Outside the home of Wolverhampton Wanderers, the club he served with such pride as captain and later as a director until his death from cancer at the age of 70, 3,000 ignored the downpour to pay their last respects as the funeral cortege set off. A similar number packed the square by the Collegiate Church of St Peter to hear the funeral service relayed over loudspeakers.

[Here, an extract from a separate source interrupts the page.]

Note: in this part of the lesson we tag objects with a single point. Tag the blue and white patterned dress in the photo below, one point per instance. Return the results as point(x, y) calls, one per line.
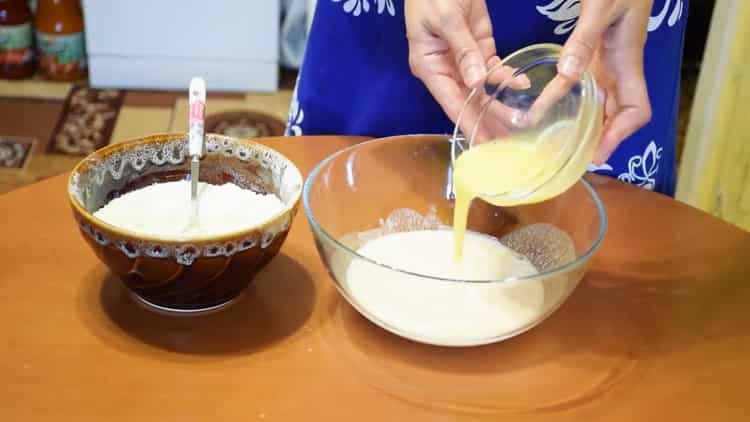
point(355, 78)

Though they did not know the man, and only those over 40 can have had any memory of almost 500 First Division games or his 105 caps for England, it was as if many were grieving for a bygone age. An era in which loyalty (Wright was a one-club man) and dignity (he was never booked or sent off) seemed more important than the fast buck. When footballers were part of the communities they represented (he lodged in the same digs for almost his entire career), and the foreign visitors Wolves put to the floodlit sword had the magnetism of men from Mars.

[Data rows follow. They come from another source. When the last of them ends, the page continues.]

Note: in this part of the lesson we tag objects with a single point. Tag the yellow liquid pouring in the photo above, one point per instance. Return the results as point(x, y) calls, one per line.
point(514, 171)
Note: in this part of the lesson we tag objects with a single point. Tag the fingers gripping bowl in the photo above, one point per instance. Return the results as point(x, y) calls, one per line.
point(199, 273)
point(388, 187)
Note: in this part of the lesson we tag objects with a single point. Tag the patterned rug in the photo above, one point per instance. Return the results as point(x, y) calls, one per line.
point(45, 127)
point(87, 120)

Beneath the Billy Wright Stand, officially opened by the Queen on what proved to be the Shropshire Lad's last visit to his adopted town, younger supporters had festooned scarves and banners over the railings surrounding hundreds of wreaths. One message read: 'So sorry you died on my wedding day - Love you always.' Another, attached to a scarf, said: 'I wore this all through the Sixties - I'll leave it with you.'
Perhaps the most original offering, summing up the affection in which Wright was held in the Midlands and far beyond, was the can of Banks's Mild, a popular Black Country brew, that had been left with a note saying: 'Have this one on me, Billy.'
The guest list for the service, which spanned the generations from Stan Cullis through Sir Stanley Matthews and Tom Finney to Steve Bull, was a manager's dream. However, as the tributes from the pulpit made plain, Wright would have been their undisputed leader. Sir Bobby Charlton, recalling him as 'the heart-throb of English football', described him as 'good in the air, strong in the tackle, always fair and a fine reader of the game'. On today's market, he would have been worth 'many millions'.

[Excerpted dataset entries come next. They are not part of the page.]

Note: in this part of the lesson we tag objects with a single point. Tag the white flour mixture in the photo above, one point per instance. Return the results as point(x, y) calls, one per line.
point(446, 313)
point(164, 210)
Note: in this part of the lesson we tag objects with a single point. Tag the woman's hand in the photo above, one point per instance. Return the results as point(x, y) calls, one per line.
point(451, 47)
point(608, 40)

His generosity of spirit also left a huge impression on Charlton. 'When I was a young player and Wolves and Manchester United were going head to head for the title, I got so hyped up for our match with them that I thought everyone in Wolverhampton was downright evil. But Tommy Taylor, who knew Billy from the England team, introduced me to him in the tunnel, and he totally disarmed me with his charm.'
Wright's wife of 36 years, Joy, had wanted the occasion to be a celebration of his life, and duly arrived in a black and gold Wolves tracksuit topped off with a club baseball cap. Flanked by her twin sisters, the other members of the Beverley Sisters, she grinned broadly through their taped rendition of Wright's favourite, 'Love Me Tender', sang 'Abide With Me' with gusto, and placed one of his England caps on the coffin as it left.
Two years ago, Wolverhampton councillors voted down a proposal to give Wright the freedom of the town. The sheer volume of people waiting patiently in the rain to say farewell to the Happy Wanderer was not only the perfect riposte to the petty ideologues, but a fitting memorial to Wolves' greatest servant.